The six-story student center contains a large food court (West 82), a fine dining restaurant (Latitude 39), a ballroom, student shop (Bobcat Depot), coffee shop (The Front Room), theater, many study areas, several computer labs, administrative offices, and other amenities connected by three sets of escalators. The "Main Street effect" is something planners prepared for from the start by incorporating an escalator system to carry people through the atrium that cuts through the building and connects the upper and lower portions of the campus. This design feature earned the facility mention in a 2006 Association of College Unions International book as a best practice. Located on the fourth floor of Baker University Center, The Front Room Coffeehouse serves students, staff, and community members. Known to the community as simply, "Front Room," this coffee shop serves Starbucks coffee and espresso, Teavana teas, as well as food products made by the university's Culinary Services. Baker University Center also features dining venues including Latitude 39 Casual Dining and West 82 Food Court. The addition of new menu options as well as revised marketing efforts have made these venues a popular destination on campus. The venues are operated by Ohio University Culinary Services and they accept Flex Points and Bobcat Cash as well as most major credit cards.
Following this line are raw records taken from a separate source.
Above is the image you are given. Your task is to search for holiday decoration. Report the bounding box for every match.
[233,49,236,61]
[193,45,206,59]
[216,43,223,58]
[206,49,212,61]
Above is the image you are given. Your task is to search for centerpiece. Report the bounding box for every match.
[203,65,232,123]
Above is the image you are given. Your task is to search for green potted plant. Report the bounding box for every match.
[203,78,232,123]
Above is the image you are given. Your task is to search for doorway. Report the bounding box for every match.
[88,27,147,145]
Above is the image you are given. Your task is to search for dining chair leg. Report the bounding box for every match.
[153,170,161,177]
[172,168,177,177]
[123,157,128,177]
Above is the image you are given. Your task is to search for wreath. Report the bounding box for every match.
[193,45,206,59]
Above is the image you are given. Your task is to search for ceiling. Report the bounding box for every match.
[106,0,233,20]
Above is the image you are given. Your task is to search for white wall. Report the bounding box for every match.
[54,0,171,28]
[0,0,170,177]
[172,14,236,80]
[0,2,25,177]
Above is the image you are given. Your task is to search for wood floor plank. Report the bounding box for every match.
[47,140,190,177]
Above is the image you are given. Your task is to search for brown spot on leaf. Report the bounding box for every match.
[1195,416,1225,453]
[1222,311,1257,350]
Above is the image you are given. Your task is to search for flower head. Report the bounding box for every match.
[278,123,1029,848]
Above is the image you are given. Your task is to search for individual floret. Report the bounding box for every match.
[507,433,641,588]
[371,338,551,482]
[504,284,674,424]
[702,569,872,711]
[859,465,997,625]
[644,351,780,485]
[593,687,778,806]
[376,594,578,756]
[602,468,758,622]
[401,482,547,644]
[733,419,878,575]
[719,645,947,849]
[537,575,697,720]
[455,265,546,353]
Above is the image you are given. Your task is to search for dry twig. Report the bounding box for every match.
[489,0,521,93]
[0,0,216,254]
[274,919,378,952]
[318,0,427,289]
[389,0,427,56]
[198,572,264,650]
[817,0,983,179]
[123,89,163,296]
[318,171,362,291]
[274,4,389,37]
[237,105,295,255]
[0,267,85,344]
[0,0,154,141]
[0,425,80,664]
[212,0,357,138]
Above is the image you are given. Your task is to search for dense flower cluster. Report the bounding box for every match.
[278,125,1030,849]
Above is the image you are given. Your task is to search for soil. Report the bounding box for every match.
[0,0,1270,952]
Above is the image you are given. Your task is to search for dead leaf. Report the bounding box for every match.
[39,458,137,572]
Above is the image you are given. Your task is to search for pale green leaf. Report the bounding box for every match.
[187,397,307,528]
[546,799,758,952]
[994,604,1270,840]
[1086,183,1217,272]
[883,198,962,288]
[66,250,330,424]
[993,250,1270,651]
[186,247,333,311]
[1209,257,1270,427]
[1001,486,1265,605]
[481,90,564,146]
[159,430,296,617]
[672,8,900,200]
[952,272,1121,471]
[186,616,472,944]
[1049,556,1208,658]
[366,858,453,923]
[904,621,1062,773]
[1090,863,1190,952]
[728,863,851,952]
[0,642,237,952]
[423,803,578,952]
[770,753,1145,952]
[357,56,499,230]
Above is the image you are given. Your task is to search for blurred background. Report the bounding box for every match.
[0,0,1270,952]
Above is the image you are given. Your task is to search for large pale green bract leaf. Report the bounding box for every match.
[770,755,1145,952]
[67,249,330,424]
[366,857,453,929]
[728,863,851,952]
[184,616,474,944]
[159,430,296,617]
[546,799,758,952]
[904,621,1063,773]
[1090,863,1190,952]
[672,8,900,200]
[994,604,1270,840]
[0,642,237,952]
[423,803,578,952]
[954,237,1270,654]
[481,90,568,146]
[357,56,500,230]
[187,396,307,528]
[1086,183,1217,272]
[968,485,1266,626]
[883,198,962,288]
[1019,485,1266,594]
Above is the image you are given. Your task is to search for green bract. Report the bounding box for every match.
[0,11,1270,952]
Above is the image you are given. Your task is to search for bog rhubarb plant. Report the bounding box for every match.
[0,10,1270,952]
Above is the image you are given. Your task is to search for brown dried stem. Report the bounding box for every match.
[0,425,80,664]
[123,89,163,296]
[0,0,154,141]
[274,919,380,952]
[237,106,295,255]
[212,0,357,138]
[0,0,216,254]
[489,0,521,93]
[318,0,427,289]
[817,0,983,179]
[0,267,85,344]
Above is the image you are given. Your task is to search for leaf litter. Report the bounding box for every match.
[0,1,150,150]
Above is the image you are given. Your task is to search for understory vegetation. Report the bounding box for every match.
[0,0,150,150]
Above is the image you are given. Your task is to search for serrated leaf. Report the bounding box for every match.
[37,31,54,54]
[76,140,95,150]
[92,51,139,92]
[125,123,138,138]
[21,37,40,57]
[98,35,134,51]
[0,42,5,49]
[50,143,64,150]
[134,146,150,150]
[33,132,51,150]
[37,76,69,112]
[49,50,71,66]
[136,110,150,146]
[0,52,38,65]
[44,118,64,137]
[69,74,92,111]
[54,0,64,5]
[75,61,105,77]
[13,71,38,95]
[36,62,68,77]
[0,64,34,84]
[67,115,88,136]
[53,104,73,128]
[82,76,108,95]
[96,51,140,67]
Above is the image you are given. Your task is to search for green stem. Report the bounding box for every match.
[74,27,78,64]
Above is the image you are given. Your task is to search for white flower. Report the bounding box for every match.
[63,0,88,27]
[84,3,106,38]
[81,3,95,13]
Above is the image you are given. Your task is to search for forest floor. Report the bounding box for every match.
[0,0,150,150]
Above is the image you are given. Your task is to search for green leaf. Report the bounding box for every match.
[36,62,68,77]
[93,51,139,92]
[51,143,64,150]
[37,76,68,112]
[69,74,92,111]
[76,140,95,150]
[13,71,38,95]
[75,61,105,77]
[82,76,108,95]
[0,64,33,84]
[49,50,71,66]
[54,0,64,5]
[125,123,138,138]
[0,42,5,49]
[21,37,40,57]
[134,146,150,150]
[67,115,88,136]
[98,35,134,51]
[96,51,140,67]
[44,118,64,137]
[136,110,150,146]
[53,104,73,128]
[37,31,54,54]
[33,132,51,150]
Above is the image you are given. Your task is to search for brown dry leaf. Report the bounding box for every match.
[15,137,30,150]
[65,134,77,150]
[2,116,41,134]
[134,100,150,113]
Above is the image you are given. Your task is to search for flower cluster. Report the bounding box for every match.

The design of the facility has garnered several honors. In 2007, Baker University Center won two Golden Trowel awards from the International Masonry Institute, including the grand prize of Best Project in Ohio for its terrazzo floor art and another prize for its distinctive interior masonry features. In 2008, Baker University Center was awarded the grand prize with honors from Learning by Design, an organization that recognizes excellence in educational facilities. The building literally connects the historic College Green with the more contemporary parts of campus. The facility also earned the 2008 Facility Design Award from the Association of College Unions International, which annually distinguishes excellence in the design of student unions and other student-centered building on college campuses.